<code>equals()</code> and <code>hashCode()</code> in Java

equals(Object) decides whether two objects are logically equal. hashCode() returns an int used to find objects in hash-based collections. They're a pair β€” breaking their contract silently breaks HashSet, HashMap and friends.

The contract

  • Reflexive: x.equals(x) is true.
  • Symmetric: x.equals(y) iff y.equals(x).
  • Transitive: if x.equals(y) and y.equals(z), then x.equals(z).
  • Consistent: repeated calls return the same result as long as the objects don't change.
  • x.equals(null) is false.
  • If a.equals(b) then a.hashCode() == b.hashCode().

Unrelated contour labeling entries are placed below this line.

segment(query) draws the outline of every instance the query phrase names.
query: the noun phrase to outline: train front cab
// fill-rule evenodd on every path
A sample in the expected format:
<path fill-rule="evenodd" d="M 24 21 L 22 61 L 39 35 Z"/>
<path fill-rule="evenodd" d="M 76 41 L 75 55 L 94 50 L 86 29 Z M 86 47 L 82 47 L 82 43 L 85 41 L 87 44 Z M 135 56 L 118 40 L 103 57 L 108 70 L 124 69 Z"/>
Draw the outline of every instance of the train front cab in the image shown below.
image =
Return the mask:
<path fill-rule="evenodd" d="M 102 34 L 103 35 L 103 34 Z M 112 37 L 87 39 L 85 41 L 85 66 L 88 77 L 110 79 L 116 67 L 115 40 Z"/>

The reverse is not required.

A canonical implementation

public final class Point {
    private final int x, y;
    public Point(int x, int y) { this.x = x; this.y = y; }

    @Override
    public boolean equals(Object o) {
        if (this == o) return true;                         // fast path
        if (!(o instanceof Point p)) return false;          // null + type check
        return x == p.x && y == p.y;
    }

    @Override
    public int hashCode() {
        return Objects.hash(x, y);                           // since Java 7
    }
}

Records give you both for free

public record Point(int x, int y) {}
// equals and hashCode auto-generated from all components.

For any "data class", use a record. You inherit a correct, consistent implementation and can't break the contract by accident.

The collection bug

class Bad {
    final int id;
    Bad(int id) { this.id = id; }
    public boolean equals(Object o) { return o instanceof Bad b && b.id == id; }
    // no hashCode override β€” inherits Object's identity-based one
}

var set = new HashSet<Bad>();
set.add(new Bad(1));
set.contains(new Bad(1));         // false β€” different hashCode β†’ different bucket

Rules for subclasses

If a superclass defines equals by a set of fields, a subclass that adds state cannot override equals in a way that breaks symmetry. Either:

  • Keep equals in the parent and accept that subclass instances compare equal as long as the parent's fields match.
  • Use composition β€” include the parent as a field instead of extending it.

IDE generators and Lombok

IntelliJ and Eclipse generate a correct equals/hashCode from selected fields. Lombok's @EqualsAndHashCode does the same via annotation. Both are fine β€” still prefer records for new code.

Common mistakes

  • Overriding equals without hashCode β€” guaranteed collection bugs.
  • Wrong signature: equals(MyClass o) is an overload, not an override. Always use @Override.
  • Mutable fields in equals β€” if the object changes, its hash changes and it gets lost in a HashMap.
  • Using == to compare objects β€” reference identity, not equality. Use .equals().